Altars Chace-Mool generally meets at the entrance to the temples Tolteków, as well as in other cultures prekolumbijskich positions, such as the Mayan subsequent period when they were shown receipts tolteckie, as in the case of Chichen Itza.
Like El Castillo, this step-pyramid temple dominates the platform, just on a smaller scale. Like its larger neighbor, it has four sides with staircases on each side. There is a temple on top, but unlike El Castillo, at the center is an opening into the pyramid which leads to a natural cave 12 meters below. Edward H. Thompson excavated this cave in the late 1800s, and because he found several skeletons and artifacts such as jade beads, he named the structure The High Priests' Temple. Archaeologists today do not believe that the structure was either a tomb or that the personages buried in it were priests.
Among the other buildings in the temple city of Chichén Itzá belonged to the already mentioned architectural masterpieces the Platform of Venus. It is located beside the great pyramid, the platform stairs are flanked by a snake head of Quetzalcoatl-Kulkulkan as Morgenstern represents.
On the outskirts Chichén Itzás is the grave of the high priest and the red house. The first pyramid is built with snakes along the stairs. In its interior, a twenty-four meter deep shaft to the graves down. The red house was in turn taken its name from the red painted fragments, which are inside the house took place. The building probably served the public and religious purposes.

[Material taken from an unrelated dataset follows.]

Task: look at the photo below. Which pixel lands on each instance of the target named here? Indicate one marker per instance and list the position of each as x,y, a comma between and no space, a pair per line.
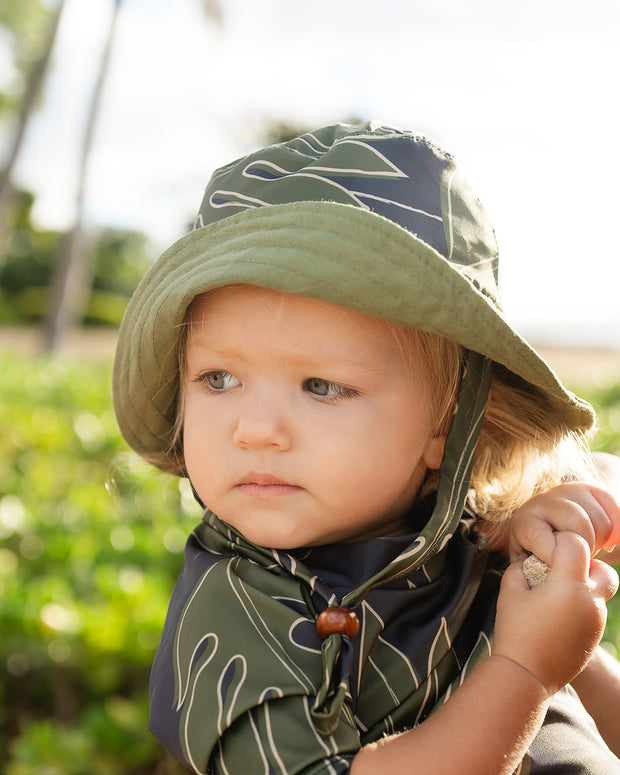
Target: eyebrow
308,361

The market in the temple town of Chichén Itzá is an example of Hofgalerien, after the heyday of the Maya arose. The square is lined with columns and wide staircases can be achieved. Other buildings are the graves platform, the northeastern colonnade, which skulpierten columns and the nunnery. The building, whose purpose unrelated to a monastery to be done has been named by the Spaniards. They believed it served as home to sacrifice some virgins.
The Maya name "Chich'en Itza" means "At the mouth of the well of the Itza." This derives from chi', meaning "mouth" or "edge", and ch'e'en, meaning "well." Itzá is the name of an ethnic-lineage group that gained political and economic dominance of the northern peninsula. The name is believed to derive from the Maya itz, meaning "magic," and (h)á, meaning "water." Itzá in Spanish is often translated as "Brujas del Agua (Witches of Water)" but a more precise translation would be Magicians of Water.
The name is often represented as Chichén Itzá in Spanish and when translated into other languages from Spanish to show that both parts of the name are stressed on their final syllables. Other references prefer to employ a more rigorous orthography in which the word is written according to Maya language, using Chich'en Itzá IPA: [tʃitʃʼen itsáʔ]. This form preserves the phonemic distinction between [ ch' ] and [ ch ], since the base word ch'e'en (which, however, does have a neutral tone vowel "e" in Maya and is not accented or stressed in Maya) begins with a glottalized affricate. The word "Itzá'" has a high rise final "a" that is followed by a glottal stop (indicated by the apostrophe).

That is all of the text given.